Companies mentioned on the name-and-shame list include Hilton Hotels, Chipotle and Yum Brands (KFC, Pizza Hut and Taco Bell).

Choices, choices

Just in case anyone was worried that America’s use of the death penalty isn’t already barbaric enough, South Carolina legislators are pursuing a measure to add firing squads to the state’s methods of execution. Like many states, South Carolina has seen executions grind to a halt because chemicals for lethal injection have become hard to come by. That’s because drug companies don’t want their products associated with executions, and so they have been restricting sales.

It’s just one indication of the significant turn in public opinion against capital punishment in recent years. Polls show support for executions at the lowest level in half a century, with majorities favoring instead life in prison without possibility of parole for murderers.

Instead of responding to that encouraging trend by shuttering its death chamber, as about half the states have done, South Carolina seeks to join the three states (Mississippi, Oklahoma and Utah) that currently allow death by firing squad.
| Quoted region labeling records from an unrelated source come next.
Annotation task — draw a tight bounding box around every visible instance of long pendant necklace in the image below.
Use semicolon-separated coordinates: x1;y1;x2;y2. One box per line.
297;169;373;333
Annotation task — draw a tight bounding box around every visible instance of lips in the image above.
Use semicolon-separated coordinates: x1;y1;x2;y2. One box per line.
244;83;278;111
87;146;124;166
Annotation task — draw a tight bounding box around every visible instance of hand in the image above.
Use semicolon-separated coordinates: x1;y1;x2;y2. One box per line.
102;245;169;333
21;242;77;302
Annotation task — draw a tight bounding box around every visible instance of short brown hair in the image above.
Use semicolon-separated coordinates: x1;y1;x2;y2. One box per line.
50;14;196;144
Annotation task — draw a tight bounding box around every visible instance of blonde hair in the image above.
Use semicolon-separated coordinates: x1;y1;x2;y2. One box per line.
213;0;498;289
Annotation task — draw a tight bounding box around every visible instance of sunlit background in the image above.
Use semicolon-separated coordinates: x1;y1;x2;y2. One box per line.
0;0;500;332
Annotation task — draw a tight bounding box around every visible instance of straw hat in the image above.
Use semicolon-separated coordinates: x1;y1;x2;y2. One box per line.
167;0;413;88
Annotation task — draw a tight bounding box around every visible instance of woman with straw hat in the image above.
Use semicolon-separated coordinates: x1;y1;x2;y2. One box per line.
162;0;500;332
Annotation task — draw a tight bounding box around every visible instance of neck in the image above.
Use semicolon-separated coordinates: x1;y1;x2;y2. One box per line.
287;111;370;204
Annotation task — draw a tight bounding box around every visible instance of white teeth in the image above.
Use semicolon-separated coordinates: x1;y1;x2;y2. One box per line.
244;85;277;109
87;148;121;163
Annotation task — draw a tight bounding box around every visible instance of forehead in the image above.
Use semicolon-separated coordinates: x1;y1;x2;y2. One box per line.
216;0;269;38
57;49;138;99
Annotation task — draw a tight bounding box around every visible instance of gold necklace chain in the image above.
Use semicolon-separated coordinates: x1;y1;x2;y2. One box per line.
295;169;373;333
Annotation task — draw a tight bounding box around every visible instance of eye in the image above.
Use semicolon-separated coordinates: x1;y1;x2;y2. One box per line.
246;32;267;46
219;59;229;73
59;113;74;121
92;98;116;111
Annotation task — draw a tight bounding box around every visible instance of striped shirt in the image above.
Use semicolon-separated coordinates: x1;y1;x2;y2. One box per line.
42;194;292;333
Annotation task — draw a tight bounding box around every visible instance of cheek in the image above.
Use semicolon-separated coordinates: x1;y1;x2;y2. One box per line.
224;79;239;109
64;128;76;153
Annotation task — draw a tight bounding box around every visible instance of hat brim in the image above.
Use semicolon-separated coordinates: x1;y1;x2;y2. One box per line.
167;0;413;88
Under the South Carolina bill, inmates who can’t be executed by lethal injection due to drug shortages would be required to choose between being shot or electrocuted.

Nixing NRA’s bogus bankruptcy claim

A federal bankruptcy judge in Dallas recognized the National Rifle Association’s bankruptcy claim for what it was: nonsense. Judge Harlin Hale ruled the case was not filed in good faith — which is a polite way of telling NRA lawyers that they had no business attempting this ploy and wasting the court’s and taxpayers’ time and money.

Hale’s ruling echoed the arguments of the federal government that the NRA, a federally registered nonprofit, was entirely solvent and was simply using this ploy to move its registration out of its home state of New York so it could benefit from the more friendly legal climes of Texas. New York Attorney General Letitia James sued to shut down the NRA in August, accusing chief executive Wayne LaPierre of diverting millions of dollars for personal expenses and engaging in questionable contracting practices. LaPierre says his organization will keep fighting, but one thing he cannot avoid: accountability in New York for luxuriating on donors’ dimes.